An ESD (Electro Static Discharge) can be as high as 50,000 volts. And when you get hit with it - you definitely feel it. However, the amount of power associated is so low that it generally causes no harm to the human. Electronics are much more sensitive and a spark voltage as low as 50 volts can harm the most sensitive electronics. The likes of which you would only find on a space satellite or other space borne vehicle. Much of the common electronics world we live in have built in protection against common ESD levels. However, even though generally self protecting - they can still be damaged. Often that damage doesn't result in a full on failure, but rather weakens the circuit so that when under heavy use it fails because of a weakened pathway inside a microchip.

If your micro is scrambling when there's an ESD event - I'd look at grounding of the housing. A Faraday cage is a metal inclosure that prevents static from disturbing the internal electronics and is especially effective when properly grounded. If you're not completely enclosed then ESD can have an affect. Or a wire that is not shielded properly can also bring an ESD event inside the cage.

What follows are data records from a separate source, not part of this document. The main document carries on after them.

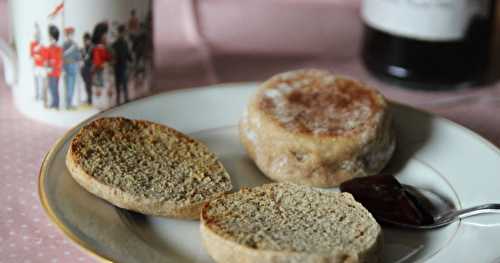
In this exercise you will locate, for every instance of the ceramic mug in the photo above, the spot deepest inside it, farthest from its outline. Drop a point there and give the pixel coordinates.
(69, 59)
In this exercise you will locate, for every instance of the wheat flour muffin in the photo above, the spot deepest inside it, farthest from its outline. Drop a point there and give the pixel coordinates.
(314, 128)
(284, 222)
(146, 167)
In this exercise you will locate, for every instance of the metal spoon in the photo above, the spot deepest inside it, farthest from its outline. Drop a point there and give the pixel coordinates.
(441, 209)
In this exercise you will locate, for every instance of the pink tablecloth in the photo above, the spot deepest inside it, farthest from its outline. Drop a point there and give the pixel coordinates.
(204, 42)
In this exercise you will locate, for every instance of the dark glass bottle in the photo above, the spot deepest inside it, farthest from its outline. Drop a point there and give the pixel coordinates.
(428, 44)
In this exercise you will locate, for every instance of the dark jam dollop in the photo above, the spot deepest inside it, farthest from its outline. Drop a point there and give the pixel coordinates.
(388, 200)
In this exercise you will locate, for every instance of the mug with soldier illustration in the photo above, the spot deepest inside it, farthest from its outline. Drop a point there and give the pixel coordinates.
(70, 59)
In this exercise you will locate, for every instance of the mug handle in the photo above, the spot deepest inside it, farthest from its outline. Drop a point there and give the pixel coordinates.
(8, 57)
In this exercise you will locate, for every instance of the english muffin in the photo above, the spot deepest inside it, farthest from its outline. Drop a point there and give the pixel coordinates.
(314, 128)
(146, 167)
(284, 222)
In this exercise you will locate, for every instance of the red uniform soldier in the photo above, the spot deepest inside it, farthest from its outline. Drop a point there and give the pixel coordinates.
(38, 54)
(55, 63)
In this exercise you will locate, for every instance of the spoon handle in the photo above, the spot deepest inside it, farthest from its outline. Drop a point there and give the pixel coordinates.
(472, 211)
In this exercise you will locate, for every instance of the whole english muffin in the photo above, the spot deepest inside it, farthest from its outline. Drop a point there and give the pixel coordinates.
(146, 167)
(311, 127)
(284, 222)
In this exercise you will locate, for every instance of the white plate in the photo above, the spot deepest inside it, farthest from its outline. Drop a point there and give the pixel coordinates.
(432, 153)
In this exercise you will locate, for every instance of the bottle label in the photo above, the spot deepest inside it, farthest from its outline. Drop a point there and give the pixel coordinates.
(430, 20)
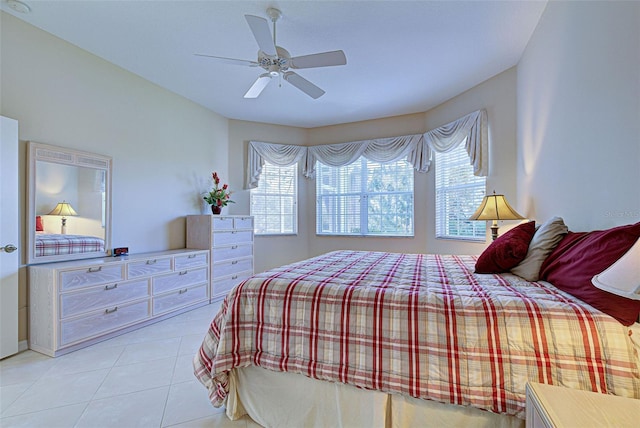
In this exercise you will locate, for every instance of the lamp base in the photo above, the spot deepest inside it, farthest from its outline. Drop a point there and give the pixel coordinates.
(494, 230)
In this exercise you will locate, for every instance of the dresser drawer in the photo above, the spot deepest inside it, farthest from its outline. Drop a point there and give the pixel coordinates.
(102, 322)
(148, 267)
(243, 223)
(178, 280)
(232, 237)
(179, 298)
(222, 223)
(222, 286)
(232, 267)
(232, 252)
(93, 275)
(191, 260)
(99, 297)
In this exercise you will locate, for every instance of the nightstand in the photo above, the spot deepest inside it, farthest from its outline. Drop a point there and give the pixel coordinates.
(551, 406)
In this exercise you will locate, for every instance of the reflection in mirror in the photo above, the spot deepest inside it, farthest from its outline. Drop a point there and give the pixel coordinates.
(69, 203)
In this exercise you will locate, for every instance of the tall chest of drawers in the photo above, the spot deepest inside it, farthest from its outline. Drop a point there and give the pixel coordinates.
(230, 240)
(74, 304)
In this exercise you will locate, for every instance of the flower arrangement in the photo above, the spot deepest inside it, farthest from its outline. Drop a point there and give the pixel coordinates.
(218, 196)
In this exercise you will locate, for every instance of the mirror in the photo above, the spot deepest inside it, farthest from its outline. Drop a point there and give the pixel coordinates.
(69, 204)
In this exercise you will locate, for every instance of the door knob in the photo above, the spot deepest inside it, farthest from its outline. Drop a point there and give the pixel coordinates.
(9, 248)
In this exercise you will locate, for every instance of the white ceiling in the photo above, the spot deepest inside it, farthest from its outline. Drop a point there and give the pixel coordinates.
(402, 56)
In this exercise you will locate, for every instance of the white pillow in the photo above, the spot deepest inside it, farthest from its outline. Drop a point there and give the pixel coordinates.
(546, 238)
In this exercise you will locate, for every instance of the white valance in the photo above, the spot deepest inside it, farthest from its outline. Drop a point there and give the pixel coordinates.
(379, 150)
(416, 149)
(276, 154)
(473, 127)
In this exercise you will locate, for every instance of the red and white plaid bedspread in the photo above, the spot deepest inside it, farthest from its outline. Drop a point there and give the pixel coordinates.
(55, 244)
(421, 325)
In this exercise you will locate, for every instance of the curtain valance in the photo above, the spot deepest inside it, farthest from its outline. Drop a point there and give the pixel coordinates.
(416, 149)
(276, 154)
(445, 138)
(379, 150)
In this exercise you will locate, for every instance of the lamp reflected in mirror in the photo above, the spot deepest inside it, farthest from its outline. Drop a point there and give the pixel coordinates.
(495, 207)
(63, 209)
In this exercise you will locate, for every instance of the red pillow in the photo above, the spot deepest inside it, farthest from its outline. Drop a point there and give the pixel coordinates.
(580, 256)
(507, 250)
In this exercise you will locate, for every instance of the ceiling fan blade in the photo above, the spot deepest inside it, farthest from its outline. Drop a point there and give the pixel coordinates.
(324, 59)
(258, 86)
(260, 29)
(303, 84)
(231, 60)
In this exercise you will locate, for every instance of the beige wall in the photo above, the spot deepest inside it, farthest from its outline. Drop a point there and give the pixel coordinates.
(579, 115)
(163, 146)
(497, 95)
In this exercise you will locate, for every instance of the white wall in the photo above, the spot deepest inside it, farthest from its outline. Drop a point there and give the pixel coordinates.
(164, 147)
(579, 115)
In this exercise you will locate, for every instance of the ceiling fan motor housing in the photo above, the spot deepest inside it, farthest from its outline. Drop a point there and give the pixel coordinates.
(275, 64)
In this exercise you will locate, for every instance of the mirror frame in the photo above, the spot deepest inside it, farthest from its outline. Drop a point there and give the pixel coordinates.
(64, 156)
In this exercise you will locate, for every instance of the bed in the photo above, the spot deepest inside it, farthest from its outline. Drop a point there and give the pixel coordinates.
(355, 338)
(49, 244)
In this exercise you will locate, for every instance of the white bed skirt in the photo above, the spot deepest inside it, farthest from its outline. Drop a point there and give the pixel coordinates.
(282, 400)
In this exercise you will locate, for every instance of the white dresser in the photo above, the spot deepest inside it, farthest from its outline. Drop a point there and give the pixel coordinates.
(77, 303)
(230, 240)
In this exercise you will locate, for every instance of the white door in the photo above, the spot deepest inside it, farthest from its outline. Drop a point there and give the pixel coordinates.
(9, 257)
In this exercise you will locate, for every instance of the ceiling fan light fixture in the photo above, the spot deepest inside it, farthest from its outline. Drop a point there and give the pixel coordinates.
(274, 71)
(18, 6)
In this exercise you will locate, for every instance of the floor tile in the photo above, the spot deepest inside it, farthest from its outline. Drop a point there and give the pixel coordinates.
(24, 368)
(138, 409)
(56, 391)
(87, 359)
(10, 393)
(143, 378)
(183, 372)
(187, 401)
(190, 344)
(137, 377)
(146, 351)
(59, 417)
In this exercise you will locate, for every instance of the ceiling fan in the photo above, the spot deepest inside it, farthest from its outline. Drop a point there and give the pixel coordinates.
(277, 61)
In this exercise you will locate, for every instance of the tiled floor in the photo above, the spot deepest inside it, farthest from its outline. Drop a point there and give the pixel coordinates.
(140, 379)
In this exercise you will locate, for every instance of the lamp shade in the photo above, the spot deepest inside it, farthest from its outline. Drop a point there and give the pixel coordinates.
(63, 208)
(495, 207)
(622, 277)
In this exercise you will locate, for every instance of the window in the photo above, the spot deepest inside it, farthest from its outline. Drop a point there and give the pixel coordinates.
(365, 198)
(458, 195)
(274, 201)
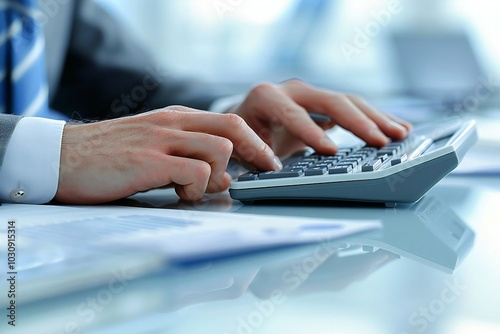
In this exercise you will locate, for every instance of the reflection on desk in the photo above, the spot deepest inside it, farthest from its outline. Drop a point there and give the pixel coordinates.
(428, 232)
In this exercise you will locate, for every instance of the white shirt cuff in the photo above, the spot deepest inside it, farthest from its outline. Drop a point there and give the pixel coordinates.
(223, 104)
(30, 170)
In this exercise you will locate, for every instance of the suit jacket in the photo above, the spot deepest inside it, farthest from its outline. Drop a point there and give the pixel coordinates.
(97, 69)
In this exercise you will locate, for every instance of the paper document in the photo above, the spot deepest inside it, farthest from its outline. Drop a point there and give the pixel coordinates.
(179, 235)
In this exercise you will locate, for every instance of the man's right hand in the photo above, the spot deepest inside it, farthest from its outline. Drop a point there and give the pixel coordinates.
(178, 146)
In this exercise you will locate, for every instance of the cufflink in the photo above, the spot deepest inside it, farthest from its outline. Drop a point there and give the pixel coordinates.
(17, 195)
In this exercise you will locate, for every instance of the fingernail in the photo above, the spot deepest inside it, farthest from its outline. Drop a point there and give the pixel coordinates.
(375, 133)
(277, 163)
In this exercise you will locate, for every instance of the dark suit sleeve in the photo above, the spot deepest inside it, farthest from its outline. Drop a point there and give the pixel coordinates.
(7, 125)
(109, 74)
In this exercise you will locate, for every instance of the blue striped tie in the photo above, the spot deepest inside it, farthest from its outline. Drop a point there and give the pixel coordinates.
(23, 81)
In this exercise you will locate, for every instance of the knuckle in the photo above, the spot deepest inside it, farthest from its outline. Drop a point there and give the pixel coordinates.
(262, 89)
(203, 171)
(225, 146)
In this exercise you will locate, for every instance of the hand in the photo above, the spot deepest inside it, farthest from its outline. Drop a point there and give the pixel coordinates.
(178, 146)
(279, 115)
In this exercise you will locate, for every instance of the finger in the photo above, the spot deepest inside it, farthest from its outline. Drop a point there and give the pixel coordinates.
(390, 127)
(190, 176)
(292, 116)
(247, 144)
(214, 150)
(341, 109)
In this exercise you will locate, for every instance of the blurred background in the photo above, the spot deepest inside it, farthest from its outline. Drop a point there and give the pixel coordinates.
(379, 48)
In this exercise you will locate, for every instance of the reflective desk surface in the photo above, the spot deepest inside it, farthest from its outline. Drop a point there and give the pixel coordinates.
(433, 268)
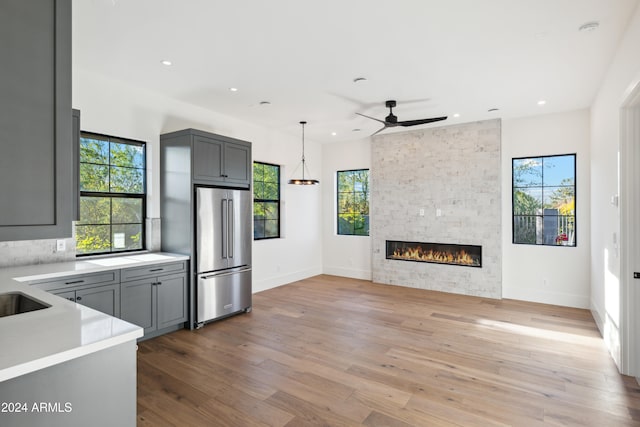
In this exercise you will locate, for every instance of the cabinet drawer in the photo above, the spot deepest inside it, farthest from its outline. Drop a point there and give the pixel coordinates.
(79, 280)
(152, 270)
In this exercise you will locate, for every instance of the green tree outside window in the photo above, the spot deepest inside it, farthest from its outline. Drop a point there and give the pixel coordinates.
(353, 202)
(112, 195)
(266, 201)
(544, 200)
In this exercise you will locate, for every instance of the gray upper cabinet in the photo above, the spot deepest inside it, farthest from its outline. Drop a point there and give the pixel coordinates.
(212, 159)
(75, 197)
(35, 120)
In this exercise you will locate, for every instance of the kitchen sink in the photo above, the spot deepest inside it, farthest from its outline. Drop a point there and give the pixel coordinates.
(16, 302)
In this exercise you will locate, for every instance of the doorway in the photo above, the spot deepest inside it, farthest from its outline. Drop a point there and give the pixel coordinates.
(630, 234)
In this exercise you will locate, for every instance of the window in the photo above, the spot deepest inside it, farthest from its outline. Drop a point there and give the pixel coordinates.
(544, 200)
(266, 201)
(353, 202)
(112, 195)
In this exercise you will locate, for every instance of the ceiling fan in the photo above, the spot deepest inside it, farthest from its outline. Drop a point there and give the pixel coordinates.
(392, 121)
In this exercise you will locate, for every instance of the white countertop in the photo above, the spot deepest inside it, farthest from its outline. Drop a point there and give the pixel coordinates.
(66, 330)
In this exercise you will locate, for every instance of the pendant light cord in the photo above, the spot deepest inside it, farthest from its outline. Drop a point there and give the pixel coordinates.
(303, 164)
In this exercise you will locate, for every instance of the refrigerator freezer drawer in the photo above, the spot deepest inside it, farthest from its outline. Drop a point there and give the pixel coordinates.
(222, 294)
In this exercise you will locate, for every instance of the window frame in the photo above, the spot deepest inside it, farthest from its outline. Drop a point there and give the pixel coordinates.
(542, 188)
(114, 195)
(277, 201)
(338, 192)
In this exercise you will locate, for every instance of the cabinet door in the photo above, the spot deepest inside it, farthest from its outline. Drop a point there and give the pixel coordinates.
(172, 300)
(138, 303)
(102, 298)
(35, 119)
(207, 160)
(237, 163)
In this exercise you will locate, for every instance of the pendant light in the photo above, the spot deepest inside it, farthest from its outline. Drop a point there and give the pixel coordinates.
(303, 180)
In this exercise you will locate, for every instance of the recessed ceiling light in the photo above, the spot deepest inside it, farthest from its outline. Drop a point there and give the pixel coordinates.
(588, 27)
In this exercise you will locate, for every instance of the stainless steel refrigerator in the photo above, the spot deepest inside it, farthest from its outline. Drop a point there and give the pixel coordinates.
(223, 252)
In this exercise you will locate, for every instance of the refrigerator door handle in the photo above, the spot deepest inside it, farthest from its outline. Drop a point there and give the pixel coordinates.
(225, 237)
(231, 235)
(224, 274)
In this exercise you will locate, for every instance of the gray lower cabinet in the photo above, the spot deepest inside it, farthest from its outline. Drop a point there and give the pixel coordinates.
(100, 291)
(102, 298)
(155, 297)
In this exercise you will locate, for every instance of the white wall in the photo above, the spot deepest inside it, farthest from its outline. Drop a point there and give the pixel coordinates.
(622, 76)
(113, 108)
(547, 274)
(348, 256)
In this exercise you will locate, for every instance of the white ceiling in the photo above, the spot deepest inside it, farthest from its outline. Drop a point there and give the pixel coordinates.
(435, 57)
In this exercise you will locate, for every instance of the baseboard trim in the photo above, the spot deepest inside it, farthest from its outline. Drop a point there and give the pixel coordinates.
(544, 297)
(352, 273)
(274, 282)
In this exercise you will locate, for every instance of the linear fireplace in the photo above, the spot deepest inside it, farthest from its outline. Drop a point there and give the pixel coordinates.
(439, 253)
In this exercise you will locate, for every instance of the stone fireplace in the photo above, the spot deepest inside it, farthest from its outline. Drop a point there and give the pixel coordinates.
(437, 253)
(438, 185)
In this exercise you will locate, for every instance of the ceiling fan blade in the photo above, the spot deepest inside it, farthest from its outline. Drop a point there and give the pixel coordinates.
(379, 130)
(372, 118)
(421, 121)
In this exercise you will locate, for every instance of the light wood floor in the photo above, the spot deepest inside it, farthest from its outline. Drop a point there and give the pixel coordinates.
(342, 352)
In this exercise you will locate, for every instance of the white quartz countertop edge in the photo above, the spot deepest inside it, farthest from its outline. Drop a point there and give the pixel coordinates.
(66, 330)
(64, 356)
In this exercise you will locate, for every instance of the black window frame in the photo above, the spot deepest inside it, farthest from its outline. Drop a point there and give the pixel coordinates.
(368, 199)
(115, 195)
(558, 241)
(277, 201)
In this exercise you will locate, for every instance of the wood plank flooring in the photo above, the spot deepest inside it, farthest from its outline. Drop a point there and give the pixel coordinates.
(331, 351)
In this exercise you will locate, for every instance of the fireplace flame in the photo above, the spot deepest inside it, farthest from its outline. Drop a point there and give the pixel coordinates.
(447, 257)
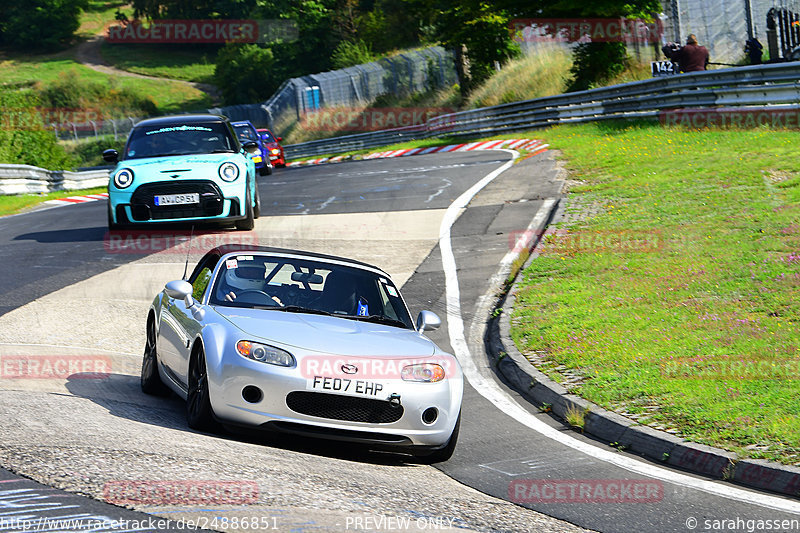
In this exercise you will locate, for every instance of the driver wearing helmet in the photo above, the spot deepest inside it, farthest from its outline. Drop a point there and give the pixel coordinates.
(245, 278)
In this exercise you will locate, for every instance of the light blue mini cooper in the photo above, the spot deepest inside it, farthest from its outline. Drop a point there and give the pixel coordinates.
(185, 168)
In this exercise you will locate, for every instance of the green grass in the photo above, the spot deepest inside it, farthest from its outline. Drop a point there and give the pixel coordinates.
(99, 14)
(168, 96)
(530, 76)
(678, 302)
(17, 203)
(188, 62)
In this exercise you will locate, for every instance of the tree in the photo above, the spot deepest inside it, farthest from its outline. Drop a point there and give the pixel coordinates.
(241, 71)
(597, 62)
(41, 25)
(481, 27)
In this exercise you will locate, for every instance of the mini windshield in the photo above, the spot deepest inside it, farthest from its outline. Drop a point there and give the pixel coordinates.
(305, 286)
(245, 133)
(179, 139)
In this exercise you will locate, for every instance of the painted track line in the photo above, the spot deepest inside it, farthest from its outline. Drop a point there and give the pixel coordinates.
(71, 200)
(483, 380)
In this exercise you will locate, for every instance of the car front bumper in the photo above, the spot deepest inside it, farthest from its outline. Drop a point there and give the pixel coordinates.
(288, 402)
(217, 203)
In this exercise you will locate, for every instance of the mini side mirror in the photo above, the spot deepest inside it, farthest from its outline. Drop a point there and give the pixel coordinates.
(179, 289)
(110, 156)
(428, 321)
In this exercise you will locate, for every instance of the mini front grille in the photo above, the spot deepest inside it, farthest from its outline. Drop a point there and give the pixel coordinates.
(144, 208)
(338, 407)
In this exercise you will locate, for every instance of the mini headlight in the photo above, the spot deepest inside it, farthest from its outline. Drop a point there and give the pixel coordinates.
(228, 171)
(264, 353)
(424, 372)
(123, 178)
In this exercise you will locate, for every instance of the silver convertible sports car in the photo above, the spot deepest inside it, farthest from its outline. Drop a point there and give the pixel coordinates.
(307, 344)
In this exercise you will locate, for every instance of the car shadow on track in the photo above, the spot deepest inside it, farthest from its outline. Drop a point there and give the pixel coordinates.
(121, 395)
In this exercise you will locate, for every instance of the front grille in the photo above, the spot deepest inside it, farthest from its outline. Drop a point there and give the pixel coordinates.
(338, 407)
(143, 204)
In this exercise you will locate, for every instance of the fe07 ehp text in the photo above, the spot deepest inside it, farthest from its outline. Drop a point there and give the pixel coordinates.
(347, 385)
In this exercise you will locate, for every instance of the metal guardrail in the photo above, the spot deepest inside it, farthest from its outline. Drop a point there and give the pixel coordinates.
(25, 179)
(759, 86)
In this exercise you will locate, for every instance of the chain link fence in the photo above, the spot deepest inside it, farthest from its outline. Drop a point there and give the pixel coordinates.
(722, 26)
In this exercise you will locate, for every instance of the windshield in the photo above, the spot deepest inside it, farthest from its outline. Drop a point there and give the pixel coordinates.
(304, 286)
(179, 139)
(245, 133)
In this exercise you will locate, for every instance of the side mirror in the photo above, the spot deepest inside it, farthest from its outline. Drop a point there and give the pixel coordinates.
(110, 156)
(179, 289)
(428, 321)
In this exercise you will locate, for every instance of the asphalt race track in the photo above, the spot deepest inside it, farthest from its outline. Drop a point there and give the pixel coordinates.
(67, 292)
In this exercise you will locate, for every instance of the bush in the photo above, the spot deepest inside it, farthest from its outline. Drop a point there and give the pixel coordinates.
(90, 153)
(73, 92)
(596, 63)
(242, 73)
(24, 139)
(39, 24)
(347, 54)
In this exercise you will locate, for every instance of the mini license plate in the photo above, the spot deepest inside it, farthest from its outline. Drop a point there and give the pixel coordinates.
(177, 199)
(345, 385)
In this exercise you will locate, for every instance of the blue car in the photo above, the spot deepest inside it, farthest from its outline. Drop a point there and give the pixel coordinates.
(247, 133)
(186, 168)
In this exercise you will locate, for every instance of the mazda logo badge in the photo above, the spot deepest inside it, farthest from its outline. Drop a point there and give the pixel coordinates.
(349, 369)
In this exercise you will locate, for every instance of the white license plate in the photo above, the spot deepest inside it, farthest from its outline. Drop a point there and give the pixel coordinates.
(177, 199)
(356, 387)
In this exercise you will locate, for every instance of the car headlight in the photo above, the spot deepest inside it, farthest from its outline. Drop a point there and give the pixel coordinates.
(264, 353)
(228, 171)
(123, 178)
(424, 372)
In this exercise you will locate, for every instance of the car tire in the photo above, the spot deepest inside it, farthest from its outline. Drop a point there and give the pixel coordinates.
(249, 222)
(443, 454)
(150, 380)
(199, 413)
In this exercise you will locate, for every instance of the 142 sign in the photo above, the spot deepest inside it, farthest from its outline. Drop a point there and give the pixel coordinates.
(664, 68)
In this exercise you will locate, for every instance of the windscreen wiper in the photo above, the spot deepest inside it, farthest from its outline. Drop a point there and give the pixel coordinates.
(379, 319)
(300, 309)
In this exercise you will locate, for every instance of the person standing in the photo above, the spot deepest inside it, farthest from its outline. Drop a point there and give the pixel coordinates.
(692, 57)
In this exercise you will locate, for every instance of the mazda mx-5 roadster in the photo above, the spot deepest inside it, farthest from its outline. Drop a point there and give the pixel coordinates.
(307, 344)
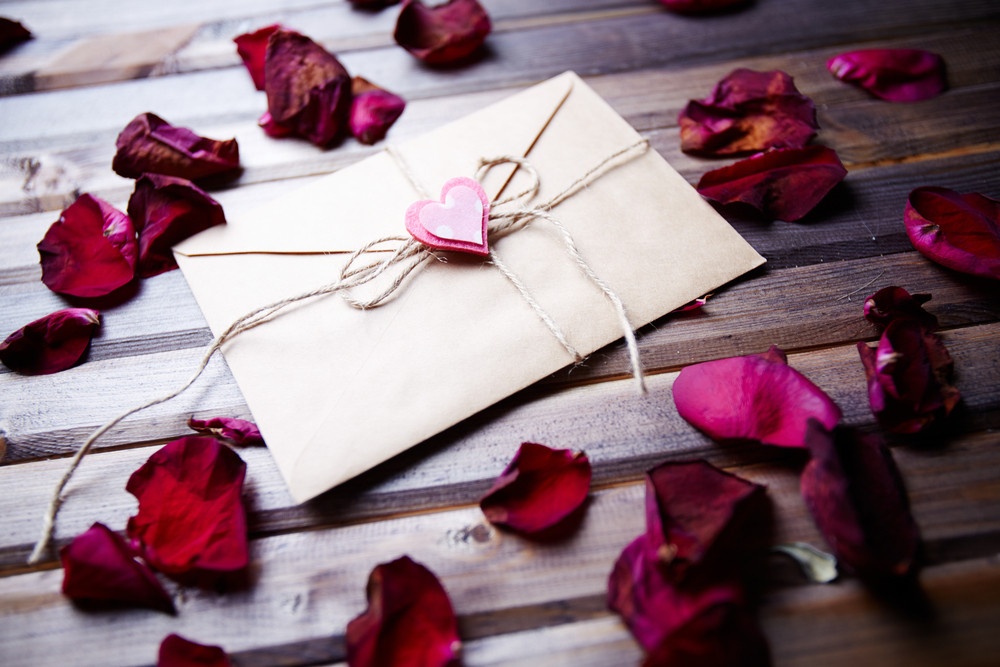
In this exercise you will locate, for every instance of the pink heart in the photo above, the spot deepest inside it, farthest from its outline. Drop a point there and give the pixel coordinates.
(457, 222)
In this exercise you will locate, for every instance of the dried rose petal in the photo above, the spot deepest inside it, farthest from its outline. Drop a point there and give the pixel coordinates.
(409, 621)
(308, 90)
(149, 144)
(237, 431)
(895, 75)
(50, 344)
(176, 651)
(539, 488)
(909, 375)
(90, 251)
(748, 112)
(856, 497)
(756, 397)
(960, 231)
(252, 47)
(443, 33)
(891, 303)
(99, 567)
(166, 210)
(783, 184)
(191, 518)
(373, 111)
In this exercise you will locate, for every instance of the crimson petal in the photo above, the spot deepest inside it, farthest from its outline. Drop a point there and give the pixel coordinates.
(99, 567)
(754, 397)
(409, 621)
(444, 33)
(783, 184)
(166, 210)
(90, 251)
(191, 519)
(894, 75)
(747, 112)
(539, 488)
(960, 231)
(50, 344)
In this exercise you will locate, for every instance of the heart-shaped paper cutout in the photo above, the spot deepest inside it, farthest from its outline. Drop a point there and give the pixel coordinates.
(457, 222)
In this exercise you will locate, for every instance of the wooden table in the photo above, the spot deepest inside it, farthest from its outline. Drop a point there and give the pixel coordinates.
(94, 65)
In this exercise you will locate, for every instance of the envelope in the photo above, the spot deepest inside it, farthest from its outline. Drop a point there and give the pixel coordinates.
(336, 390)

I wouldn't go about trying to generate ESD to test electronics - ESD is damaging if not deadly to electronics. You could be testing your device into permanent fatal failure. Look into grounding. But grounding is not the be-all, end-all of it either. Spike suppressors and surge suppressors may be needed. Especially in dry climates. I live in a very dry climate. Winter time I HATE filling the gas tank on the car. Get out of the car, touch the door and BAM! 50KVS (Kilo Volts Static) and you jump half way to the back of the vehicle. Just make sure you touch metal before you touch the gas tank or the nozzle. Fuel vapors have been ignited time and again by people who get out of the car, stick the pump in the tank, sit in the car while they fill the tank, get out of the car, touch the nozzle in a vapor rich environment - and wham - - - you have a fireball. It's not cell phones that cause this - it's Nylon Pantyhose or other man made fabrics and car seats with fabric covers - or worse, plastic covers. ESD is not the way to test an electronic circuit.